In case we needed any more evidence of the wretchedly unsustainable state of our food growing and auto use, this week the journal Science published a study on how airborne nitrogen from autos, agriculture, and power plants is worsening the pollution of alpine lakes in the Rockies and in northern Europe. Here is the Associated Press version of the story.
This isn’t a case of urban or agricultural runoff polluting nearby waters, which we’ve known about for decades. These are high-altitude lakes—places far from urban centers as well as from fertilizer-fed fields, places in, for instance, Rocky Mountain National Park. The very air that the lakes breathe has 20 times the normal levels of nitrogen, and the algae in the lakes, containing too much nitrogen and not enough phosphorus, supplies the wrong nutrients for fish.

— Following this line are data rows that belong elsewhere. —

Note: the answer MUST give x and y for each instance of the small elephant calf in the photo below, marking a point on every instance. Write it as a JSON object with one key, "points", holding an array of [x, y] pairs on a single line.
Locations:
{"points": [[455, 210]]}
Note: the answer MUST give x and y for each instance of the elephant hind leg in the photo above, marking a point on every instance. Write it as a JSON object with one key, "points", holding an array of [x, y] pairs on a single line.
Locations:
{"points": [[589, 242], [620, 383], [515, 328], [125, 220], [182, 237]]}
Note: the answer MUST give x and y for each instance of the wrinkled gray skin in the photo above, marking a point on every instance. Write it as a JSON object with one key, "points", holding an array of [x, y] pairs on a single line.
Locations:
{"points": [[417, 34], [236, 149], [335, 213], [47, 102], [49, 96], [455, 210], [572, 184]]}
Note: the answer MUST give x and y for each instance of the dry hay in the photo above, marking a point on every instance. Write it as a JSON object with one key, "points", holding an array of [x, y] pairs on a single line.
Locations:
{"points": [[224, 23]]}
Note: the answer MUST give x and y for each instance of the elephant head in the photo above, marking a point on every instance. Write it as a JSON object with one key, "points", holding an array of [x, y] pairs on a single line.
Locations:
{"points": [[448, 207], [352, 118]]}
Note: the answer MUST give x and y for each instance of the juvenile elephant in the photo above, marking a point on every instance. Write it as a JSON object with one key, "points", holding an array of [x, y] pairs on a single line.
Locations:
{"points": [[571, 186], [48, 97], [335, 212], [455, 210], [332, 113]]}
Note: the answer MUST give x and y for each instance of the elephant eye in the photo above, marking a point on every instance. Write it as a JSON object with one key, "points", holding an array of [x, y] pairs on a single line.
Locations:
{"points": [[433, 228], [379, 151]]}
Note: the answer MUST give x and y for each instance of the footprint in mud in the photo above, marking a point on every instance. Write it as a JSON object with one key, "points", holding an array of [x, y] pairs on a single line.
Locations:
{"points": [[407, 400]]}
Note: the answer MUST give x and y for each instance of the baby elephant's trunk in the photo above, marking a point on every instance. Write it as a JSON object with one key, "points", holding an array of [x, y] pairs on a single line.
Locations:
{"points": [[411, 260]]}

The study was conducted by James Elser of Arizona State University along with scientists from Sweden and Norway and ASU.
We’re all related—the faraway lakes, the cities, the power plants, the mountains and rivers. Now that we know how intimately wrapped up together we are—the acts of some always affecting the whole—what will it take to turn our collective will toward changing our habits, and our politics, so that we can leave a livable planet to the generations we hope will follow?
I think I’m going into overwhelm, Priscilla. It’s just “one damn thing after another.”
Seen the albatross pictures yet? There has to be some major shift but… as you ask, what?